The three-bedroom, two-bath, split-level house in Fayetteville, Arkansas, looks like a perfect family home. It’s got a charming brick exterior, a lush, green front lawn, and a fenced-in backyard perfect for hosting cookouts. It’s on a quiet street with two schools and a Boys and Girls Club nearby. But this perfect family home has an unusual owner—or owners.
The property, which these days is known as the Soapstone, is “owned,” in a roundabout way, by 102 investors who have collectively purchased just over $100,000 in shares through a company called Arrived Homes. The property is managed and rented out for $1,600 a month, a bit below the city’s average rent of $1,795. Investors, who can buy in for as little as $100, get a cut of the profits.
And it’s not just the Soapstone.
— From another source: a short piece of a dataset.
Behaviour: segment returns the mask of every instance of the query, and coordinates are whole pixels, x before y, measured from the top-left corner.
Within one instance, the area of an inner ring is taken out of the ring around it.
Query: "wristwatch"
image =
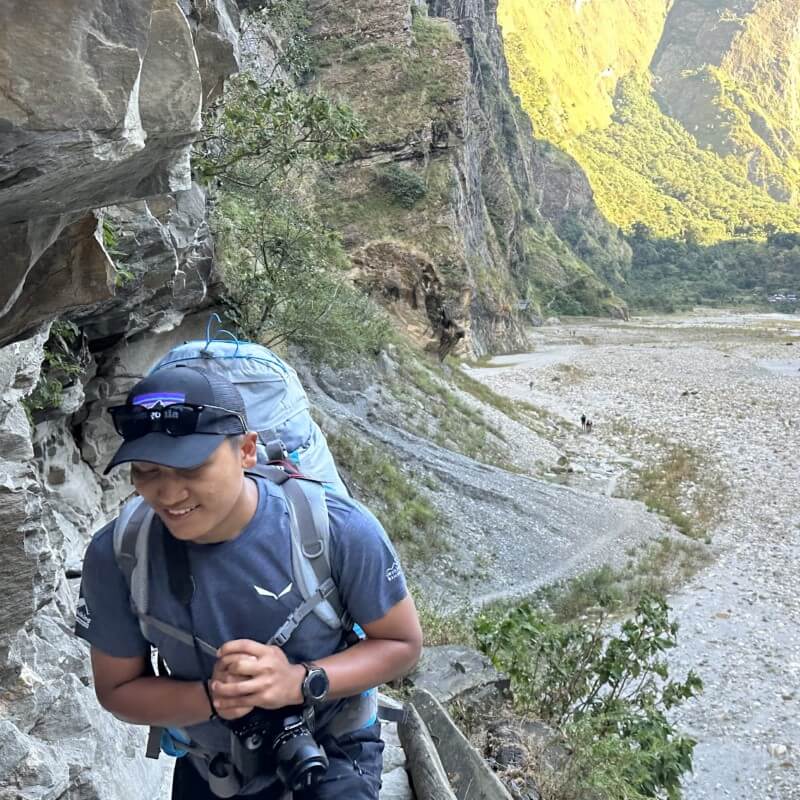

Arrived, alongside a handful of other so-called fractional investment startups, are adding yet more noise to an already-crowded real estate market. Investors can buy into hundreds of similar properties on the company’s website, where each listing has an Airbnb-style profile that breaks down the neighborhood, costs, number of bedrooms and bathrooms—and return on investment.
In addition to Arrived, there’s Lofty AI, which uses a token model for people to buy in and lets them collect rent later that same day. Another company, reAlpha, sells shares in homes that serve as Airbnbs—including a treehouse resort in the works. Landa lets people invest in shares valued as low as $5 in houses around Atlanta or $20 in Brooklyn apartment buildings. Daniella Lang, a product marketer at the firm, says investors “see this as an American dream opportunity” that lets them build wealth in real estate. Anyone can click a button to invest—but that doesn’t really make them homeowners.
Fractional investment startups claim that they lower the barrier to investing in property—and make it as easy as booking an Airbnb. At Arrived, 40 percent of investors are renters themselves, according to Ryan Frazier, the company’s CEO. The idea is that people locked out from the housing market can profit without taking on mortgage debt. But they also add small investors to the real estate feeding frenzy at a time when housing shortages continue to push up prices, leaving many Americans stuck in expensive rental properties.
“Maybe some people will benefit from it, maybe they will make money,” says Amee Chew, a senior research analyst at the Center for Popular Democracy, a progressive advocacy group. But, Chew adds, more real estate investments may come “at the cost of housing stability” and risk worsening a system where for-profit investors can “wreak havoc on low-income residents.”